Delgado’s daughter just started going back to school in person, which helps, but her son is still at home. Delgado is grateful for the flexibility her employer provides. Otherwise, she might not be able to work at all. But she wishes she could get a better chair for work since her existing one is uncomfortable. And she has also incurred new expenses. She says she has to buy her own printer paper and toner to print out forms and pay for postage when she has to mail forms in. A small gesture like a gift card to get her kids pizza or take them out when that’s possible would go a long way, she says.
In a written statement, Providence Community Health Centers spokesman Brett Davey said that the organization appreciates the work its more than 500 employees have been doing during the pandemic, both in its health centers and at home. He said employees are regularly recognized with gift cards, have access to free mental-health counseling, and are encouraged to take work breaks as called for in the Fair Labor Standards Act. In addition, he wrote, office supplies are ordered for employees at their request.
“We take pride in supporting our team,” Davey wrote. “Clearly, we can do a better job of communicating about all the resources available to them.”
For her part, Delgado worries that she can’t go on like this forever, that she’ll lose her ability to empathize with the people she serves.
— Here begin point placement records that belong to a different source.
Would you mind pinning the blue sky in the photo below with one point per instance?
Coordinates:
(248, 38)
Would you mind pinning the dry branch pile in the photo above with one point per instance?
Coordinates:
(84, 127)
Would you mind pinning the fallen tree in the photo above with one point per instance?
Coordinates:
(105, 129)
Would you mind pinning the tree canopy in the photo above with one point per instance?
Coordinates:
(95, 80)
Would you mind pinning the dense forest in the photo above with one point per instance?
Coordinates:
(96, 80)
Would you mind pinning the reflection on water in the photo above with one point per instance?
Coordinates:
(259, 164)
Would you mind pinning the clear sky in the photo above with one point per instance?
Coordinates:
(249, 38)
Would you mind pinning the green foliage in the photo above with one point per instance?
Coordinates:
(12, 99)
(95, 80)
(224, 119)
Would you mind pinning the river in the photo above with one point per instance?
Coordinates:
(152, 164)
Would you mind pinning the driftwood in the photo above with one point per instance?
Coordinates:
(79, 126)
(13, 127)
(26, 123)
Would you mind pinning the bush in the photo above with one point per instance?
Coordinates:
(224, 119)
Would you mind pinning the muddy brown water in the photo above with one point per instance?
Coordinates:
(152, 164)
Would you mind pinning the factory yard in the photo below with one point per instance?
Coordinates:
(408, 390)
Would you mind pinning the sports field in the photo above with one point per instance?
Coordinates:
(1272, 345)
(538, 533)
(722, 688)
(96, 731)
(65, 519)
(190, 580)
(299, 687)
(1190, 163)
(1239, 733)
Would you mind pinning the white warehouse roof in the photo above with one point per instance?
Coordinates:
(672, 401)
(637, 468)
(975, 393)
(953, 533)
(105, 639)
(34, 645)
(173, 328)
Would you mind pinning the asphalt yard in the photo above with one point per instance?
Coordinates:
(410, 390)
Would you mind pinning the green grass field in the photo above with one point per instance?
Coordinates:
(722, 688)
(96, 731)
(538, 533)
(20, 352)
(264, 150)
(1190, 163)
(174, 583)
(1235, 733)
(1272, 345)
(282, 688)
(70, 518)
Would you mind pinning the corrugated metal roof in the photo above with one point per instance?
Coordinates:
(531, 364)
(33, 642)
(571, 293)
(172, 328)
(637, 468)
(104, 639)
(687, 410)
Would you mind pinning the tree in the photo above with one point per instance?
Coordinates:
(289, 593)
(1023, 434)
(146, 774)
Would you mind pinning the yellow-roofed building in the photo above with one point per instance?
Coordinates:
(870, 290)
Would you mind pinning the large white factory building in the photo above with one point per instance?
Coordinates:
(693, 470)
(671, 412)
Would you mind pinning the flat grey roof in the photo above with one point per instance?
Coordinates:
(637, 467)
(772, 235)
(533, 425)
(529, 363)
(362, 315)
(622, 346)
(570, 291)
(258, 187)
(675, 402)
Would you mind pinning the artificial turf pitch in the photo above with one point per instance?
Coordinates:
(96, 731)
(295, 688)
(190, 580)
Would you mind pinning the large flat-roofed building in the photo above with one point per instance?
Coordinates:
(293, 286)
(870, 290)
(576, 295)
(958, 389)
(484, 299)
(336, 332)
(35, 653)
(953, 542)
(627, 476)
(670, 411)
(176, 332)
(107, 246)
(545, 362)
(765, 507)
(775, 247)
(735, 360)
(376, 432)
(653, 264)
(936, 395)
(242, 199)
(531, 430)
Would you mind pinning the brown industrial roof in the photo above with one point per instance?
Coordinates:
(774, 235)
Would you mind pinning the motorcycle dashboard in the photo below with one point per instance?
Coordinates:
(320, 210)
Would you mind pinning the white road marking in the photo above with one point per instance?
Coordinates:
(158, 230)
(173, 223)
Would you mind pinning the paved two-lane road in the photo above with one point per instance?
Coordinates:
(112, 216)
“I fear that I cannot continue long and hard enough, that I am going to burn out,” she says. “There’s no connection.”
That’s a legitimate fear, says Sarah Lawrence, director of the Community Health Worker Association of Rhode Island. Empathy and compassion are part of what motivates people like Delgado to work so hard in demanding jobs for little money. But they can get overwhelmed. “Community health workers play a special kind of role,” Lawrence says. “They’re especially prone to compassion fatigue.”
Delgado’s fighting to keep her work personal. When she gets a new case file, she quickly looks for a photograph of the person. “I want to see what they look like to connect with them,” she says. “For me, I need the human part of it.”